Bennett lines up on the side of the remarkable story. He sees great nobility in how Gen. Ulysses S. Grant refused to arrest Robert E. Lee as a traitor after the Southern surrender at Appomattox. President Andrew Johnson, on the other hand, wanted to hang a few of the Confederate traitors. Grant threatened to resign rather than go back on his word to Lee and his army. It was a noble step for Grant, whose greatness as a wartime and peacetime military leader is sometimes overlooked because of his later record as president. “I will resign rather than execute any order to arrest Lee or his commanders so long as they obey the law!” Grant told President Johnson. The new president had to back down from his plan to take vengeance on the Confederate leadership.

Bennett writes clearly about the sins of slavery and oppression of Indians. Yet he knows enough world history to see that the American glass is more full than empty.

“An abiding sense of American greatness, of American purpose, of American exceptionalism has long characterized many of our leaders and tens of millions of the rest of us as well,” he writes. “Many express doubts about American motives on the world stage. Some Americans seem ready to believe the worst about our leaders and our country.” Bennett offers a different perspective.

He wisely celebrates free-market principles in reviewing Thomas Edison’s light-bulb invention. “They didn’t attempt to stifle the electric light in order to protect the gas industry,” he writes. “Market vitality brings more and better products to more people at lower prices. It offers better lives for millions.”

What Bennett offers is a very readable alternative to the late Howard Zinn’s People’s History of the United States. Zinn’s book is popular in college classes, but his relentless focus is on the shortcomings of America.

Bennett’s volumes ought to receive at least equal time. In one step of his career Bennett taught at Boston University along with Zinn, who died last year. “I encouraged my students to take his course and my course,” Bennett said in a recent talk in Indianapolis. “It made their heads spin.” But they got two sides of the story.

Bennett’s perspective avoids the weaknesses of a traditional liberal perspective on American history with its bent toward political correctness, the tendency to find fault with traditional heroes and the praise for leaders who expand the scope of the federal government.
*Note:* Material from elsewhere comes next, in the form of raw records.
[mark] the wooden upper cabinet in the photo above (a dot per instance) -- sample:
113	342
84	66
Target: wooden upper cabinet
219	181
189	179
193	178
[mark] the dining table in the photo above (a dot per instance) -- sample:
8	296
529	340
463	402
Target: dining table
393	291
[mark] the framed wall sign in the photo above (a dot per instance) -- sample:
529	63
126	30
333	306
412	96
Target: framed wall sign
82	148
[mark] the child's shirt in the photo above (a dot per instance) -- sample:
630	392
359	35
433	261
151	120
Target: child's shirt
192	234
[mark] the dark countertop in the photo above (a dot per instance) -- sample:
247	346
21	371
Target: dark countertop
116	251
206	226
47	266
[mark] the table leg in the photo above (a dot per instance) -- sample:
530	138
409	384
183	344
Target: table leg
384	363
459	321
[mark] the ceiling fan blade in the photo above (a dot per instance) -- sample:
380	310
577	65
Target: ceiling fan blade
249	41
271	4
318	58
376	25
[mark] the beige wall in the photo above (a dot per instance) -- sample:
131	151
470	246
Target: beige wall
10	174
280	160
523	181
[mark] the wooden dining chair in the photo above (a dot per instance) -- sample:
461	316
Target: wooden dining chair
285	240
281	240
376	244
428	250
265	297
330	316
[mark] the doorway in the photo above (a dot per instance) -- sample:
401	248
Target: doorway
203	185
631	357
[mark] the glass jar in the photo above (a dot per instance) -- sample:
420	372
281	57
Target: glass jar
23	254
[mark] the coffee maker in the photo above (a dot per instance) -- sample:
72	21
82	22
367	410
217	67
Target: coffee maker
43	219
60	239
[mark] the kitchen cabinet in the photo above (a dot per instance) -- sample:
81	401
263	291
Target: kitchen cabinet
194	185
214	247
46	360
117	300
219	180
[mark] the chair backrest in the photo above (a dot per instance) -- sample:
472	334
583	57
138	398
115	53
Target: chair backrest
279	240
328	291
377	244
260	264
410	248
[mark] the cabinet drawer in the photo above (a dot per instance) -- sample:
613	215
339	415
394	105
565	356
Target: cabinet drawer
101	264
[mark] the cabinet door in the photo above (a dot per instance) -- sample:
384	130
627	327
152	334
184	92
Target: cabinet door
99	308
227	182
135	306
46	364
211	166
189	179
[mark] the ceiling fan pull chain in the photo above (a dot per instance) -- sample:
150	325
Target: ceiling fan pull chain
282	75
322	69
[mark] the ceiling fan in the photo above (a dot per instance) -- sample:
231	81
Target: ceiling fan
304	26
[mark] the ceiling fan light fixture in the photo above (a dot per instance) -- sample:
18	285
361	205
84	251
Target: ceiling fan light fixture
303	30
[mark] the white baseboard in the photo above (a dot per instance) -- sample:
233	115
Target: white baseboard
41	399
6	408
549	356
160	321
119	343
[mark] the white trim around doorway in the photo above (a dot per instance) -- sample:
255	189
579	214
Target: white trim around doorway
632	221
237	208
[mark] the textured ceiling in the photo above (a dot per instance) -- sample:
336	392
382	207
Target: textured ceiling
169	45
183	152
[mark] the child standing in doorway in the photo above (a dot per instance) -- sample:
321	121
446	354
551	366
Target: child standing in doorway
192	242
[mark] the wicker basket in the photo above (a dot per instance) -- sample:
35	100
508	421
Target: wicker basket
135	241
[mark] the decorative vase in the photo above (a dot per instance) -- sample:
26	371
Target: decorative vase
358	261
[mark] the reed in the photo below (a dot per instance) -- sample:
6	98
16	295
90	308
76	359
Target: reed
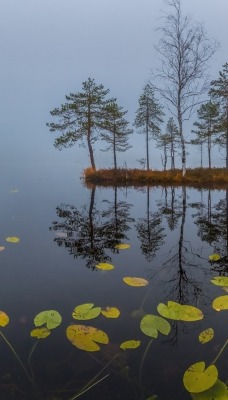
207	177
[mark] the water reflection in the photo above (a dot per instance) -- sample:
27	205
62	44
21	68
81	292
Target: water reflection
89	232
172	232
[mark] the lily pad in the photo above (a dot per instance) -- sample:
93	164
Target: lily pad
198	379
179	312
220	303
206	335
111	312
214	257
122	246
86	311
86	337
40	333
12	239
152	324
130	344
133	281
105	266
220	280
4	319
50	318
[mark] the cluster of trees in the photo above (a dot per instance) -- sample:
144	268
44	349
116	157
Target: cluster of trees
185	50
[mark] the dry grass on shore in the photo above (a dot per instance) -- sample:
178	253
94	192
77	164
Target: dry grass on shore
214	177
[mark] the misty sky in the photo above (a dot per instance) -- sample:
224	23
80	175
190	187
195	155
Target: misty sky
49	47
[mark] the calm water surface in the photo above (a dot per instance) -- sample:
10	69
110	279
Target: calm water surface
65	230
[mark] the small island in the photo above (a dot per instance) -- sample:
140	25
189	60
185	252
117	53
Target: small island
203	177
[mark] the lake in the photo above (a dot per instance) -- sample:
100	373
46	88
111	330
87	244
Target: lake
65	230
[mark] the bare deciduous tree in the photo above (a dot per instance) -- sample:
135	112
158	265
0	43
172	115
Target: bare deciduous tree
185	51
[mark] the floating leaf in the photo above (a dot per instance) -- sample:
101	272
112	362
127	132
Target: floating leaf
13	190
191	313
40	333
173	310
111	312
86	311
130	344
86	337
206	336
12	239
4	319
179	312
220	303
220	280
51	318
214	257
198	379
138	313
105	266
152	324
218	391
133	281
122	246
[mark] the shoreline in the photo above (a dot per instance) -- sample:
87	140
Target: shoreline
195	177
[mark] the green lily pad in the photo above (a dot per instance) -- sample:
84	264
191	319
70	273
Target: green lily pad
179	312
206	335
152	324
50	318
198	379
220	303
214	257
86	311
217	392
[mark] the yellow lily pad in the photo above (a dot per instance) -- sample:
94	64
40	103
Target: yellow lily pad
133	281
122	246
4	319
130	344
220	303
198	379
86	337
40	333
105	266
111	312
86	311
50	318
220	280
206	335
12	239
152	324
214	257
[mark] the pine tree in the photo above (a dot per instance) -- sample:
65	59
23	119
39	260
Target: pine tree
81	117
207	124
219	91
115	129
168	142
148	117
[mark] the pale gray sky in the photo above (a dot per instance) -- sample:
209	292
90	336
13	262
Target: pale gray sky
49	47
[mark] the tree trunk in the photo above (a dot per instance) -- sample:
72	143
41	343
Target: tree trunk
147	140
183	158
93	166
114	149
227	133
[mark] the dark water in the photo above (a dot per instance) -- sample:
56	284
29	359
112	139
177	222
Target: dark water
65	230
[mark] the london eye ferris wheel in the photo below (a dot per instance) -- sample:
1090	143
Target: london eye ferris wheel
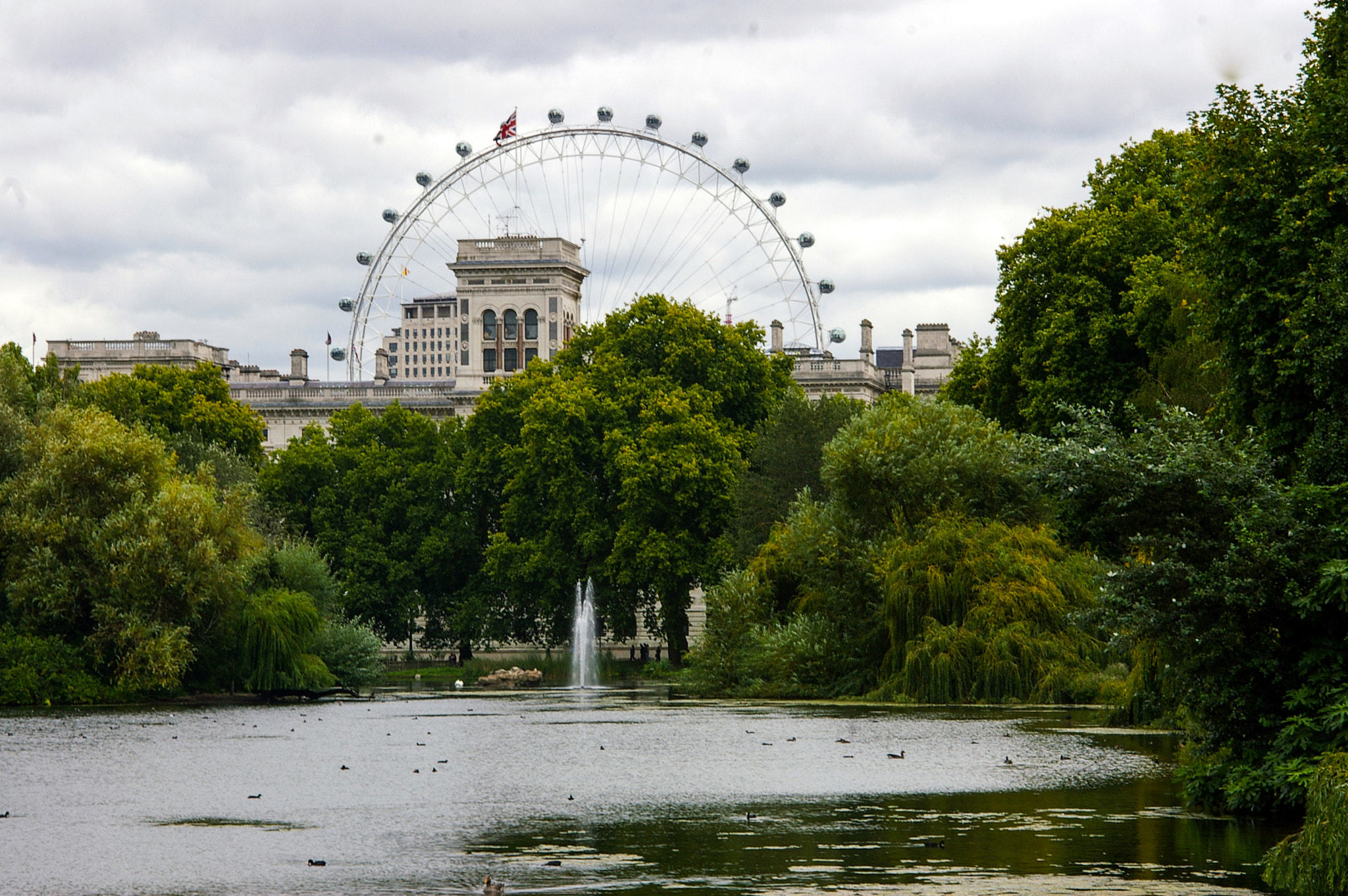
652	214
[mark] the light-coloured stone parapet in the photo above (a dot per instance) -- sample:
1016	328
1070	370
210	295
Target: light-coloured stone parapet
289	409
101	357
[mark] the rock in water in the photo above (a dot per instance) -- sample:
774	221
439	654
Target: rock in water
513	677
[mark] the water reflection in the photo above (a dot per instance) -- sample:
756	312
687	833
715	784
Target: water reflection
616	790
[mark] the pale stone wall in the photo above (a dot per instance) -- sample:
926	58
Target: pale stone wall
97	359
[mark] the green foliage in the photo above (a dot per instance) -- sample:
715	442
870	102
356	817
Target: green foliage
172	402
351	653
1095	301
981	612
1276	248
378	497
279	632
1314	861
108	546
787	459
30	391
618	462
1226	589
925	574
910	459
38	671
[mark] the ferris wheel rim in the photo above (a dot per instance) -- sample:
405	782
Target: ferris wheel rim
480	159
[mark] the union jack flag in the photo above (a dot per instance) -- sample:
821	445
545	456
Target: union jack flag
507	128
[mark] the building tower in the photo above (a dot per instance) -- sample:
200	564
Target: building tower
517	298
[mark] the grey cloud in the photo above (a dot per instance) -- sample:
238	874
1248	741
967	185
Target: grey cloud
215	167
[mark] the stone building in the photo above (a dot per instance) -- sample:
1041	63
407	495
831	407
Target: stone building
927	364
917	370
517	298
96	359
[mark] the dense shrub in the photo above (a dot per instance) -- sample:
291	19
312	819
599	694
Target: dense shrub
1314	860
37	671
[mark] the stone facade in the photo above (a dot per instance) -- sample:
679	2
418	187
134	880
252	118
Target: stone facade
914	370
517	298
96	359
922	368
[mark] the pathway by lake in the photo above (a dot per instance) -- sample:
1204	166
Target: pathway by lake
621	790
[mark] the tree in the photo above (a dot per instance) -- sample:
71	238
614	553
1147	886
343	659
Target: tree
787	459
1223	588
825	576
378	496
616	461
1276	249
1097	301
173	402
111	549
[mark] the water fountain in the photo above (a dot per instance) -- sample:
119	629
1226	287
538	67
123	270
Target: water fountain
584	666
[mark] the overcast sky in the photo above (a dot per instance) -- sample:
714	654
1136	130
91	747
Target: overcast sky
211	170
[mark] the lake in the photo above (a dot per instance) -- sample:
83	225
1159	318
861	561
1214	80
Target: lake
623	790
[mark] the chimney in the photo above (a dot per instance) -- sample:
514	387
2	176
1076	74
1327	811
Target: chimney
908	376
299	366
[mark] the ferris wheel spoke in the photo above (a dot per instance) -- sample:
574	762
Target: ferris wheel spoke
619	193
638	245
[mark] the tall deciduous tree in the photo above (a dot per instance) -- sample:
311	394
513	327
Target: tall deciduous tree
379	497
1097	301
109	547
172	402
618	461
1277	254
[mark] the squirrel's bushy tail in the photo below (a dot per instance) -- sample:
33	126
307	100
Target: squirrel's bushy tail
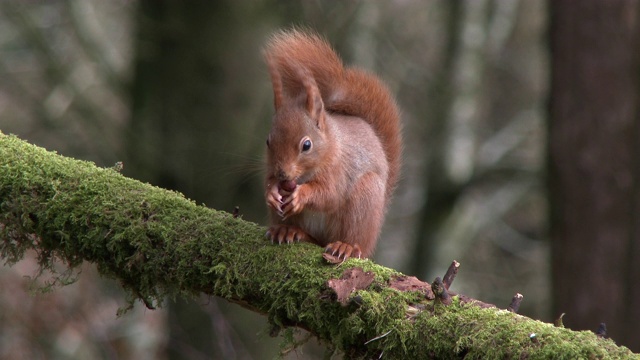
347	91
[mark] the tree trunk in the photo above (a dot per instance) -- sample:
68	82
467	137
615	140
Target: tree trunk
594	165
159	244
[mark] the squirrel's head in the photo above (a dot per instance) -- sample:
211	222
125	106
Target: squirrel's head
297	144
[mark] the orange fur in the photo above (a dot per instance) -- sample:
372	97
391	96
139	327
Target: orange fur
336	134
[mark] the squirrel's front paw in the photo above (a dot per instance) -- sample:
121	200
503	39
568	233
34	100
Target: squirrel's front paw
343	250
286	234
293	203
274	199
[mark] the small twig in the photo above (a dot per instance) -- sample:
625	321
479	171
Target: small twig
515	303
601	332
440	291
450	275
379	337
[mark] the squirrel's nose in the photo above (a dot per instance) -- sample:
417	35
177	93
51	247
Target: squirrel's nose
281	175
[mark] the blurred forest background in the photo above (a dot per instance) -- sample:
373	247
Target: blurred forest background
179	92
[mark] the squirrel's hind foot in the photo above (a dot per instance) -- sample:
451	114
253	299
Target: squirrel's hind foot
286	234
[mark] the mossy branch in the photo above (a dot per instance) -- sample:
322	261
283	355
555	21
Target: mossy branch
159	244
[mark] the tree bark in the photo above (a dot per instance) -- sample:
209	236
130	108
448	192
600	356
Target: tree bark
159	244
594	165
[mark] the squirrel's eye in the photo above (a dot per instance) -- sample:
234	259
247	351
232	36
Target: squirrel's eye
306	145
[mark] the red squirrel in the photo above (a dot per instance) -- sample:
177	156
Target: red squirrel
333	152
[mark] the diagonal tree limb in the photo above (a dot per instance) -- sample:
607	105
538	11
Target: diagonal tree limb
159	244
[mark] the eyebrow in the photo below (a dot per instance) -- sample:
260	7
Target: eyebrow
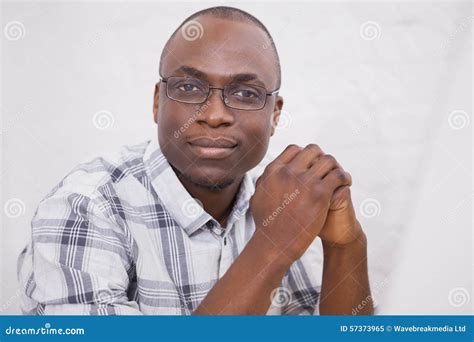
242	77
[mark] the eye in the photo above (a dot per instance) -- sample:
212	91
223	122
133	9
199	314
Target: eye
188	87
245	93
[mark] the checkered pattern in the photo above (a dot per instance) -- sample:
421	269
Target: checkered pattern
120	235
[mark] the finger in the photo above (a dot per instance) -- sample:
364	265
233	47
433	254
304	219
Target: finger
339	197
337	178
322	166
288	154
307	156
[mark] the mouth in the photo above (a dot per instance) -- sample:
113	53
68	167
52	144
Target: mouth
212	148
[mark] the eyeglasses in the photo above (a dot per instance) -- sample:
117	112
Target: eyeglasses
234	95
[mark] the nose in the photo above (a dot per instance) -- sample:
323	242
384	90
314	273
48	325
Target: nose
216	113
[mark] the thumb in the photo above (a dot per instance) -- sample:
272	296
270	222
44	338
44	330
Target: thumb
340	198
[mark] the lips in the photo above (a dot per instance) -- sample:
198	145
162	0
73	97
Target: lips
212	148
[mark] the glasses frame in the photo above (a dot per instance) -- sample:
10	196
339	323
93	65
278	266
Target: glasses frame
267	93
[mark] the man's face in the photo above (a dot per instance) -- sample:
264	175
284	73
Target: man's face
212	144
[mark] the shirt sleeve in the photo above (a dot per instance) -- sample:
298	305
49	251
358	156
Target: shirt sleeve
300	288
77	262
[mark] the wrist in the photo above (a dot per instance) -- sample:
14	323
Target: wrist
268	252
358	240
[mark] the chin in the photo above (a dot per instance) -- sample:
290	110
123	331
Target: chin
210	180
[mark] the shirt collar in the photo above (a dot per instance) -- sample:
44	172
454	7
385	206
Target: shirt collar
184	209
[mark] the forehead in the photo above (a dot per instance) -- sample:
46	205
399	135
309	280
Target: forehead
221	48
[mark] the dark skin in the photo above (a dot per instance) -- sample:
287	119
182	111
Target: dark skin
322	208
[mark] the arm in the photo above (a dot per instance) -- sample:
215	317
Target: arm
246	288
290	207
345	286
77	263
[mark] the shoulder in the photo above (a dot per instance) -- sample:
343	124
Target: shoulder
87	177
91	182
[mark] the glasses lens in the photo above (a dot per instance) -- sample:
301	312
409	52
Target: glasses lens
245	96
186	89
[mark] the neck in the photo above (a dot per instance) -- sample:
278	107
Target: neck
217	202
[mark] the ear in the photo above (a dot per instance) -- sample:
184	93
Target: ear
155	102
276	113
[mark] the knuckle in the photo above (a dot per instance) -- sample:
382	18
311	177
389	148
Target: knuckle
330	158
312	147
293	147
340	174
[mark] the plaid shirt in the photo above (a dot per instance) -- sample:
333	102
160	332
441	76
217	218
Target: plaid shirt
120	235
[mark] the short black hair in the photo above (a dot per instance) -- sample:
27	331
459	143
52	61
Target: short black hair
233	14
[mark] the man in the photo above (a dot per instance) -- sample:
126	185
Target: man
178	225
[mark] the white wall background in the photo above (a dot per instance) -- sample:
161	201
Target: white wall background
393	103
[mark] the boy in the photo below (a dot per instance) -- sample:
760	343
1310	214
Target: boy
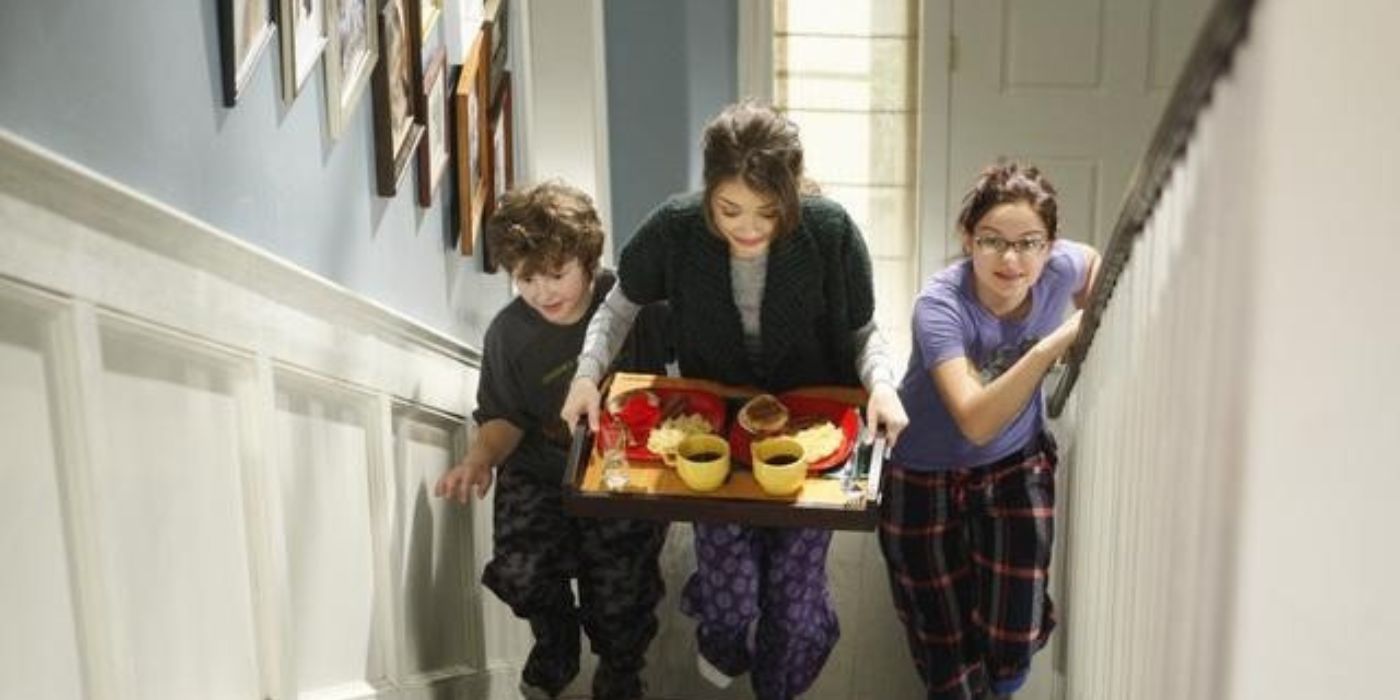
549	238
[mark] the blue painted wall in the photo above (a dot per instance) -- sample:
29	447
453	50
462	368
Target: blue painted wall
132	90
671	66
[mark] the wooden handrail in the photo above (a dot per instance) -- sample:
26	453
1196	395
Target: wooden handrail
1211	56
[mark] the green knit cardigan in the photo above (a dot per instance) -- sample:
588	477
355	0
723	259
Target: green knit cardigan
816	293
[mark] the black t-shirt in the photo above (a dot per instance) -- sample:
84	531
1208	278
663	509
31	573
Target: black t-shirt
528	364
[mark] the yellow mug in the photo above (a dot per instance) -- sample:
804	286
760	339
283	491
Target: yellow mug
779	465
702	461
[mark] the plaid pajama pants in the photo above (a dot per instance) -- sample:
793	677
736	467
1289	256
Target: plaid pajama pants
538	549
969	555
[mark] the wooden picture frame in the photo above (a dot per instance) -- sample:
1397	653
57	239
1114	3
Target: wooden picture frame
303	27
496	24
245	28
503	156
352	53
434	150
396	129
472	146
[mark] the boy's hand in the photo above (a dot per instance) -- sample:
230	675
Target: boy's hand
583	401
462	479
885	413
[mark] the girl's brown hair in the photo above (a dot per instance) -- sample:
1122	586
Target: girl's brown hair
542	227
1010	182
760	147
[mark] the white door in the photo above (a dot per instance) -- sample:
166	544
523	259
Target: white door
1075	87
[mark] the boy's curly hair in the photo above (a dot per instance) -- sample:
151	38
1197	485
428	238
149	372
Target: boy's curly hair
542	227
1011	182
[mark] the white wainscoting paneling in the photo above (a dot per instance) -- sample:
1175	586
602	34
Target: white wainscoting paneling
216	469
39	647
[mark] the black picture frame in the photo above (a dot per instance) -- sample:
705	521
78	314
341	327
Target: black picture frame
396	95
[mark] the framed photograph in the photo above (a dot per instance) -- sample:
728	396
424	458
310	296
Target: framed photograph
245	30
352	52
303	42
496	24
429	11
472	144
433	151
503	156
396	129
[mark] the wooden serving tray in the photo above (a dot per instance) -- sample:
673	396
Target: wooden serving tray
837	499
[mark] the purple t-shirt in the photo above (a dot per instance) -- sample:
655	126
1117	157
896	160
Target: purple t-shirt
949	322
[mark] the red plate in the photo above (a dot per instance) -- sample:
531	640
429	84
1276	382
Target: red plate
842	415
697	401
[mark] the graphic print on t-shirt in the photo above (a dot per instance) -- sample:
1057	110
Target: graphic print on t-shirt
1001	359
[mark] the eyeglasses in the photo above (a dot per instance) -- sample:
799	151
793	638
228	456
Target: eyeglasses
997	245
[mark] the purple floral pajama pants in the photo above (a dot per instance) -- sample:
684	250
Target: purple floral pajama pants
539	549
773	576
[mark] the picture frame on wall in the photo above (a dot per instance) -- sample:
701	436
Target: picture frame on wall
472	144
429	13
396	129
245	28
503	154
496	24
303	42
434	151
352	52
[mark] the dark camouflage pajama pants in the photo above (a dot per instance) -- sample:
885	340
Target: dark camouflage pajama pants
777	578
539	549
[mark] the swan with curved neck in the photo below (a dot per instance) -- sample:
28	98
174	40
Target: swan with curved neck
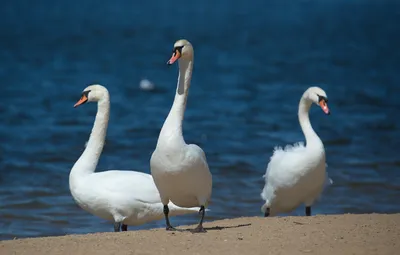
123	197
297	174
180	170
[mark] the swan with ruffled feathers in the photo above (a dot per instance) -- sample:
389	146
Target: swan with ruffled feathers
180	170
297	174
123	197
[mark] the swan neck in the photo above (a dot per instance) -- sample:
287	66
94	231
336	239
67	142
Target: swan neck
87	162
173	123
311	137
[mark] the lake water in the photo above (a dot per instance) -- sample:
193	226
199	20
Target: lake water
252	64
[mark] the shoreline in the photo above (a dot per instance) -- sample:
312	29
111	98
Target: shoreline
321	234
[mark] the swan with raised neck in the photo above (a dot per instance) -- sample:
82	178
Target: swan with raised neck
180	170
297	174
123	197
Yet Bennett avoids what might be called the Christian America theme that is more characteristic of textbooks from Bob Jones University or A Beka and the three volumes by Peter Marshall and David Manuel, The Light and the Glory, From Sea to Shining Sea and Sounding Forth the Trumpet. Marshall and Manuel fill in a gap in American history, giving readers a providential emphasis in reviewing God’s works of special grace in times of spiritual revival.

Bennett takes note of some of the Lord’s special works of grace in the First Great Awakening, without the depth and detail of the books of Marshall and Manuel.

Bennett’s books could make a special contribution to history teaching because they might gain some acceptability in public school curriculum, given his doctorate, his stature as a former secretary of education and his communication skills.

Bennett writes in simple declarative sentences, an improvement over many history textbooks. He has a doctorate in political philosophy and a law degree, so he knows the world is complicated. He also has a daily radio call-in show, so he knows the importance of clarity in communication.

He also thinks the free market rewards the more optimistic narrative, because people like to read about real heroism. “None of the drama of the race to the moon is captured in textbooks today,” he has noted. “The Soviets had bragged that their earlier victories in space proved that atheist Marxism was true. Isn’t John F. Kennedy’s legacy worth a more dramatic and compelling treatment than students are given today?”

Bennett’s critics may find fault with his American greatness theme. But they can’t accuse him of putting students to sleep with boredom.

For parents who want to supplement whatever other American history their students have learned, Bennett’s three volumes offer a useful option.